Ruksen Muhamed, IŞİD zihniyetine karşı öz savunmanın önemini vurgulayarak şöyle konuştu: "IŞİD, sistem ve örgütlenmenin olmadığı yerlerde kendini yeniden canlandırma çabalarını sürdürüyor. IŞİD'in gerçekleştirdiği saldırılara devrimin değerlerine saldırılar diyebiliriz. Çünkü IŞİD cihatçılarının zihniyeti insani değil ve kadınların varlığını kabul etmiyor. Rojava Devrimi de insanlık ilkeleri ve kadın öncülüğünün korunması üzerine kuruludur. Bu nedenle mücadelemiz her zaman kadınları ve toplumu korumaya devam ediyor. Gerçekleştirilen saldırılar da kadınların varlığına ve düşüncelerine yöneliktir, bu nedenle öz savunma çok önemlidir. Suriye kıyılarında yaşanan olaylar, kadınların ideolojik olarak örgütlenmemiş ve savunmasız olmaları nedeniyle saldırıların ana hedefiydi. Süveyda'da kadınlar belirli bir ölçüde örgütlenmiş olsalar da yine de katliam ve ihlallerle karşı karşıya kaldılar. Çünkü örgütlenme düzeyleri güçlü değildi. Şengal de aynısı oldu. Savunma olmazsa onurlu, özgür ve demokratik bir yaşam olmaz."

‘Öz savunması olmayan halklar ölümle karşı karşıyadır’
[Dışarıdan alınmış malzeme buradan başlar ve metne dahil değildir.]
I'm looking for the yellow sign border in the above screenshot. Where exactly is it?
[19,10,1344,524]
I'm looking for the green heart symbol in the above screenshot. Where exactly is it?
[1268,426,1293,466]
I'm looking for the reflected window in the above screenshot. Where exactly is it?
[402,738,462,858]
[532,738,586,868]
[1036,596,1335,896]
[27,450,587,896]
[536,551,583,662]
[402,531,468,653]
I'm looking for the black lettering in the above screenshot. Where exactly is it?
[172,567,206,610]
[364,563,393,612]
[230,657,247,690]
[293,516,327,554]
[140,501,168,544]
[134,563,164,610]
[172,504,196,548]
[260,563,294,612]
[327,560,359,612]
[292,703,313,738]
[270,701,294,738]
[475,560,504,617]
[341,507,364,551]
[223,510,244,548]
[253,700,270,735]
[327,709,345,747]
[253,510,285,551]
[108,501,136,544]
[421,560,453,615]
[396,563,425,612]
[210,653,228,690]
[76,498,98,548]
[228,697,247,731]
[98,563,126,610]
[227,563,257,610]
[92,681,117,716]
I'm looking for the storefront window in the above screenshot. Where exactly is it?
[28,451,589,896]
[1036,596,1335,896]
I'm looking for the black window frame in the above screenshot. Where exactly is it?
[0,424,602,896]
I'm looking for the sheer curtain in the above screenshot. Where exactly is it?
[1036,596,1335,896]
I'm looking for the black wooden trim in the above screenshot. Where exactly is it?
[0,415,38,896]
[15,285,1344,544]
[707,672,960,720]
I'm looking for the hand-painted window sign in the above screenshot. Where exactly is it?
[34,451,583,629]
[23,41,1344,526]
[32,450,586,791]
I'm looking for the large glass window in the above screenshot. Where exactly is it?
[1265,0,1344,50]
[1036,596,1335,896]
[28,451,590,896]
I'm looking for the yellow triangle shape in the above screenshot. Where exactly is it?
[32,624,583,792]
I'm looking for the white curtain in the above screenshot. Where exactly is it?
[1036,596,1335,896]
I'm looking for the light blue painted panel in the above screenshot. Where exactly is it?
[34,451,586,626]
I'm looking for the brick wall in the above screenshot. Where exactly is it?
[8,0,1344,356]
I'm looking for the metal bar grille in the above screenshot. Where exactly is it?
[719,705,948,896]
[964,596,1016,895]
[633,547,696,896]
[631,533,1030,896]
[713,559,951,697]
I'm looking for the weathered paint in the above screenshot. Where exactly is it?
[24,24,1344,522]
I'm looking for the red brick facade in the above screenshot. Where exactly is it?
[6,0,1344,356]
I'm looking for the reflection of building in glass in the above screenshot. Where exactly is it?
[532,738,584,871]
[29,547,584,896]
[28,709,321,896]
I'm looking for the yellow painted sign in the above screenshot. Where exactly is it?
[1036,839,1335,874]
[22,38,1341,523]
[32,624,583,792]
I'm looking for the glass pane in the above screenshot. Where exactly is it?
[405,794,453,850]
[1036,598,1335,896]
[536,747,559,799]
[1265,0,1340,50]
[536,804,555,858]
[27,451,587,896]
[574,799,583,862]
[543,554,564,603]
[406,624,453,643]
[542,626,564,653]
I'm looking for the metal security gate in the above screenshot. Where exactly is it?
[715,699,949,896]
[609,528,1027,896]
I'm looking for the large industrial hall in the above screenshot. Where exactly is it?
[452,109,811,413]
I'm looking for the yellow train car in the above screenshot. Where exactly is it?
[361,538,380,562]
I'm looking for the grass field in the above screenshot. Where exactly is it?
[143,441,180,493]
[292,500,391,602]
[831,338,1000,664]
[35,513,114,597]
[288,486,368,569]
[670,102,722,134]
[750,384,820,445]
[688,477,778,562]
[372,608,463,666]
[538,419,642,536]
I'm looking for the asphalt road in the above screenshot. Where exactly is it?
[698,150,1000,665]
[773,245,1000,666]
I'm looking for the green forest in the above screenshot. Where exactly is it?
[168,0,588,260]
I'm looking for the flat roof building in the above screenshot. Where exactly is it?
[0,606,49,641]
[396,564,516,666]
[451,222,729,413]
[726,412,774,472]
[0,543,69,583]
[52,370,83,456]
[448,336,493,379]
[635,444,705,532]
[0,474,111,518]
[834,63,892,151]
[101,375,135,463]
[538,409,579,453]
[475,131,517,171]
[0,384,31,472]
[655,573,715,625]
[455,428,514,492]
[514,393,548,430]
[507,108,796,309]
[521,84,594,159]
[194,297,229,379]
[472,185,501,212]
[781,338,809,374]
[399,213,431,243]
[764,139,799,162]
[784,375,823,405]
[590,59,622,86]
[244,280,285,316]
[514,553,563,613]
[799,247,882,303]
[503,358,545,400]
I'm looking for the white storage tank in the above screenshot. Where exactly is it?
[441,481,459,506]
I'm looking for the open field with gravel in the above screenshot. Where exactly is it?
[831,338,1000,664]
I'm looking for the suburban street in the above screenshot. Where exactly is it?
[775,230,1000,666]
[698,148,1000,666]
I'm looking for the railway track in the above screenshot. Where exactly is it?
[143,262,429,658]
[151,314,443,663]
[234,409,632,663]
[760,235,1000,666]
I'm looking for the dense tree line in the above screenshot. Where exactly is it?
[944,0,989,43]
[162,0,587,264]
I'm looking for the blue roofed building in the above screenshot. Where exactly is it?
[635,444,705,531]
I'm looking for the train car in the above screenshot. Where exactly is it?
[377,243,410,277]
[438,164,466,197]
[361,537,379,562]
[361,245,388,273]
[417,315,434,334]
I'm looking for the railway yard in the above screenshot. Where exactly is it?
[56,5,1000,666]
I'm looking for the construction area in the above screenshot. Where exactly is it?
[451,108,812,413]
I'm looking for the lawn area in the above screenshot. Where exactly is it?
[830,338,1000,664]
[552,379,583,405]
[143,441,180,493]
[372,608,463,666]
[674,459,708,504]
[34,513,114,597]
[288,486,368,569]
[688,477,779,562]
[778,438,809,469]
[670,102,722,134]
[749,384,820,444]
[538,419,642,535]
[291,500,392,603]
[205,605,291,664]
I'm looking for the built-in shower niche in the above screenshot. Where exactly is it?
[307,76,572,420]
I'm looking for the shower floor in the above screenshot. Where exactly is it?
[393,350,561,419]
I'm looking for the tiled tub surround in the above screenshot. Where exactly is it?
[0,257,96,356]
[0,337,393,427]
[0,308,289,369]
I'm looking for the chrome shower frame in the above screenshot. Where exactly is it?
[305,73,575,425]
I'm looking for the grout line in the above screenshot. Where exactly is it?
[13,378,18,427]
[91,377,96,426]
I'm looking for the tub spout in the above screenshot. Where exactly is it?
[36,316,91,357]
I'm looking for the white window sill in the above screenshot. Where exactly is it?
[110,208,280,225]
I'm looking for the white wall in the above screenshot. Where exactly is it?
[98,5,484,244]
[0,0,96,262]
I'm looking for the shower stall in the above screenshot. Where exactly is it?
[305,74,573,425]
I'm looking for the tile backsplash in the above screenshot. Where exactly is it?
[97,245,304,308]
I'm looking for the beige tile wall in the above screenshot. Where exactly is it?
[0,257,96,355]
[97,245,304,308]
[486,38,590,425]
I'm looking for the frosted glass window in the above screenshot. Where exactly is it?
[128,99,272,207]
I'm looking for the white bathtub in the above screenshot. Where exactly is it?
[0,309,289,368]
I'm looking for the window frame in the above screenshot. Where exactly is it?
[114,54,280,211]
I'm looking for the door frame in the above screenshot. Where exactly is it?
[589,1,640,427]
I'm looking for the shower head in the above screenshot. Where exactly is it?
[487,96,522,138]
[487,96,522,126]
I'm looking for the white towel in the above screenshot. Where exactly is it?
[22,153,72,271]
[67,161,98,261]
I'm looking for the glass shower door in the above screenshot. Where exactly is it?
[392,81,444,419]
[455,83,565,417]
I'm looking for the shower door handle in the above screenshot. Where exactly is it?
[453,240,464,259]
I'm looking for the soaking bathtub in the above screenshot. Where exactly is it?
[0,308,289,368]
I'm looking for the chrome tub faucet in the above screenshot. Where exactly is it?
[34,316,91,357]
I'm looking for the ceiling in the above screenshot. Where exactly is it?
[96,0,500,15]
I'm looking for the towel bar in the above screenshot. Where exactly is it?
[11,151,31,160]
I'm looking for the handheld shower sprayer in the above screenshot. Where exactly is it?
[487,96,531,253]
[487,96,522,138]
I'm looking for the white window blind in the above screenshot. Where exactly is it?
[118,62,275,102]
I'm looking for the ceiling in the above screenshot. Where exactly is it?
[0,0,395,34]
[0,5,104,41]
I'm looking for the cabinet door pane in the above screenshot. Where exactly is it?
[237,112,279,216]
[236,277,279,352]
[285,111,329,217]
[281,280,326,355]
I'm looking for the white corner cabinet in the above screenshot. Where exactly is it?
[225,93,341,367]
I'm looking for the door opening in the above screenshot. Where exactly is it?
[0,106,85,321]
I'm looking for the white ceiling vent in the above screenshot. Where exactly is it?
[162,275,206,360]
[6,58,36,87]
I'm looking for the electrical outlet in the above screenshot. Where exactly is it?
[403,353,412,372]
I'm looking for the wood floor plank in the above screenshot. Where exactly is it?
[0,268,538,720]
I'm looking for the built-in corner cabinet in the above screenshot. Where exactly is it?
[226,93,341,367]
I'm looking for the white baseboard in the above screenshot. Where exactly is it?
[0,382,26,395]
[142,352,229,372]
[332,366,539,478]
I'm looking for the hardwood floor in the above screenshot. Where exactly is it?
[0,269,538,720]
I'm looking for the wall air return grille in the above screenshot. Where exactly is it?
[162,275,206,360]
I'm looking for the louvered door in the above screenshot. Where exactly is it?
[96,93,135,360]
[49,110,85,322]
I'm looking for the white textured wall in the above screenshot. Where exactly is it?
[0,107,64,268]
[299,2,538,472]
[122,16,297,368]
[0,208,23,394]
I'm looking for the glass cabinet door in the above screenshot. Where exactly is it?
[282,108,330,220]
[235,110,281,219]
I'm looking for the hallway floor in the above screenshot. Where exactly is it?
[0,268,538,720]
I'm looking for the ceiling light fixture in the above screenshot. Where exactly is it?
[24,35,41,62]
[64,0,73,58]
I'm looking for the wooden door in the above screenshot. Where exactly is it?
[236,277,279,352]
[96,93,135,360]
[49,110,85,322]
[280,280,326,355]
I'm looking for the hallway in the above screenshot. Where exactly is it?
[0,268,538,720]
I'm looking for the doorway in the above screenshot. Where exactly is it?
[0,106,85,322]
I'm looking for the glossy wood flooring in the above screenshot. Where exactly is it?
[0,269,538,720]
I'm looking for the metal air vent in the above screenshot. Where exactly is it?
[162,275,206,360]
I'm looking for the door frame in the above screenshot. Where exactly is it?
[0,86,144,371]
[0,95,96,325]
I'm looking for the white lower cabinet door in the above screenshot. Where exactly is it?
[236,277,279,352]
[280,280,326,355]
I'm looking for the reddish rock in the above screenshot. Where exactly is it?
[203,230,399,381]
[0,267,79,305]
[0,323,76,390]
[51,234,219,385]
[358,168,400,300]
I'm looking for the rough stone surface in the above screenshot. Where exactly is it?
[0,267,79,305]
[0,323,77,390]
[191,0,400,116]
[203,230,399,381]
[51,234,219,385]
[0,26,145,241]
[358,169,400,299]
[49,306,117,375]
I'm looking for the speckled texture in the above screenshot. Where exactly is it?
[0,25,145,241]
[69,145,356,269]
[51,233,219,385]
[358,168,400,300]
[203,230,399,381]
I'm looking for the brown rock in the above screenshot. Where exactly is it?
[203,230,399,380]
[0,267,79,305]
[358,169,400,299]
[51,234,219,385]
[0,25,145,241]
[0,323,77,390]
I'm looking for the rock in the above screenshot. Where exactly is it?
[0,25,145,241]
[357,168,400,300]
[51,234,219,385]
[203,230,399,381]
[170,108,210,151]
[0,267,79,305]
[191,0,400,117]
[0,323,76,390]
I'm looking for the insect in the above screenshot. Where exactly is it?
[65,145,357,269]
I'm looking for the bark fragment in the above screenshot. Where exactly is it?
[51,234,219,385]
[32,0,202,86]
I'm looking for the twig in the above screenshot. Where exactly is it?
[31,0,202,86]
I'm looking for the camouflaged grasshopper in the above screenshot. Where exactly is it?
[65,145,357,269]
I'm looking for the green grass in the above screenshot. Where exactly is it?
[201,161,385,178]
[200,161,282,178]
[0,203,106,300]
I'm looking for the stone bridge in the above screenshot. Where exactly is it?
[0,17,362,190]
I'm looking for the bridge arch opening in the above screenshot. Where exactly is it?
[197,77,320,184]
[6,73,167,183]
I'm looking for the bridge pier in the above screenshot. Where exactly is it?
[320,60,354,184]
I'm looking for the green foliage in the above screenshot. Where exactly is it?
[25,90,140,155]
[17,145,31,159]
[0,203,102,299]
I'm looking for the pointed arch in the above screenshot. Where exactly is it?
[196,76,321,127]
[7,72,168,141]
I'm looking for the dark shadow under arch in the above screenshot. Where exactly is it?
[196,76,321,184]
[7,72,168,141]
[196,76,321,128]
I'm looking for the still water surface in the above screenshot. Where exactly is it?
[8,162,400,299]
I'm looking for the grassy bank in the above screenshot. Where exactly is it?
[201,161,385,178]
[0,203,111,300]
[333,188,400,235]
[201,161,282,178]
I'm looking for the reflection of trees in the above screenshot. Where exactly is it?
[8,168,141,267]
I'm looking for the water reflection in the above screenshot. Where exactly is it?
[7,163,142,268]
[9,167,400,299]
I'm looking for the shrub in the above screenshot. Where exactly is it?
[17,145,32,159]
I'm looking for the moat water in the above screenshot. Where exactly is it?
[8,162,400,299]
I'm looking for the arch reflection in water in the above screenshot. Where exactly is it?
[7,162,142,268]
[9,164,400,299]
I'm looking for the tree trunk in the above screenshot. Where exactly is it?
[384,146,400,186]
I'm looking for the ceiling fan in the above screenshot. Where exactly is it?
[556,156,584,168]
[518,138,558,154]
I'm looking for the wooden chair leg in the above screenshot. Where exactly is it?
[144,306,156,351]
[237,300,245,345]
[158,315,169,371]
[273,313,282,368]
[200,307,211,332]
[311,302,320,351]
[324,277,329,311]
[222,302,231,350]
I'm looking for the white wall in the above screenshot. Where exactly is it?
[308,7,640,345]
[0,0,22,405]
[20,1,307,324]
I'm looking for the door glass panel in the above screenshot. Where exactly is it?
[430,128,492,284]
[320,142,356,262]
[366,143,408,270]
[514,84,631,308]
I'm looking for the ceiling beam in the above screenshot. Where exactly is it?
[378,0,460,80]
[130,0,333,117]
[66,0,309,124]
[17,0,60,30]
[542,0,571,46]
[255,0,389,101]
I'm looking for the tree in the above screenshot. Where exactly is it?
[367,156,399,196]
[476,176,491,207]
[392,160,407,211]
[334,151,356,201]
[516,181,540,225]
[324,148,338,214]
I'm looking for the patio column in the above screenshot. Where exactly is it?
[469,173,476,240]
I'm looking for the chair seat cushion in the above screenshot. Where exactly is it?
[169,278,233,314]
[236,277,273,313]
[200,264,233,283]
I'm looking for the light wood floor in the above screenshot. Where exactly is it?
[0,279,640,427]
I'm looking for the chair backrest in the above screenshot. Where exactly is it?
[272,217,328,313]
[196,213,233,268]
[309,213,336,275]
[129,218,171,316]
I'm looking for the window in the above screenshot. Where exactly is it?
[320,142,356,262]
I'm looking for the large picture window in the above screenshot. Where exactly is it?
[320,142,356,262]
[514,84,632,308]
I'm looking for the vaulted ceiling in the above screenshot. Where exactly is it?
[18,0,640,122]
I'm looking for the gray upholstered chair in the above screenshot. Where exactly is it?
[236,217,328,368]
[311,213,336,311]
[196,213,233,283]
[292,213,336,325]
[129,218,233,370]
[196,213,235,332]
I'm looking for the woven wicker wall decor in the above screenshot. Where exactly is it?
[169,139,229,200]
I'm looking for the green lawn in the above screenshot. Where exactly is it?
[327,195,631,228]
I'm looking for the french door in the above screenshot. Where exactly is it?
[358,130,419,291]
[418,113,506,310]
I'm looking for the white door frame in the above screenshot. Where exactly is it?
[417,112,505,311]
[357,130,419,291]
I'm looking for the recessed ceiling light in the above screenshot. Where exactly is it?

Ruksen Muhamed, bölgesel güçlerin silah bırakması konusu üzerine görüşlerini de dile getirerek değerlendirmesini şöyle tamamladı: "Bu hassas ve kritik aşamada, bölgesel güçlerden silahlarını bırakmaları isteniyor ki bu mümkün değil. Çünkü silahlarımız savaşmak için değil, öz savunma içindir ve böyle bir kararı asla kabul etmeyeceğiz. Kendimizi ve bölgemizi her türlü saldırıya karşı savunmaya her zaman hazırız. Kadınların varlığını hedef alan terör zihniyetine karşı, öz savunmanın en önemli aracı silahtır. Örgütlenme ve sistem, öz savunma temelinde kendini inşa eder ve güçlenir. Bu aynı zamanda örgütlenme, sistem ve savunmanın birbirine bağlı olduğu anlamına gelir. Demokratik ve onurlu bir yaşam sürmek isteyen her kadın, kendini, devrimi ve halkını korumak için savunmasını geliştirmelidir. Çünkü demokratik sistemi koruyanlar kadınlardır. Elimizdeki silah, demokrasinin uygulanması içindir. Savunmasız halk, ideoloji ve düşünce açısından ölümle karşı karşıyadır. Özgürlük olmadan hayatın bir anlamı yoktur ve temel amaçlarımızdan biri savunmadır."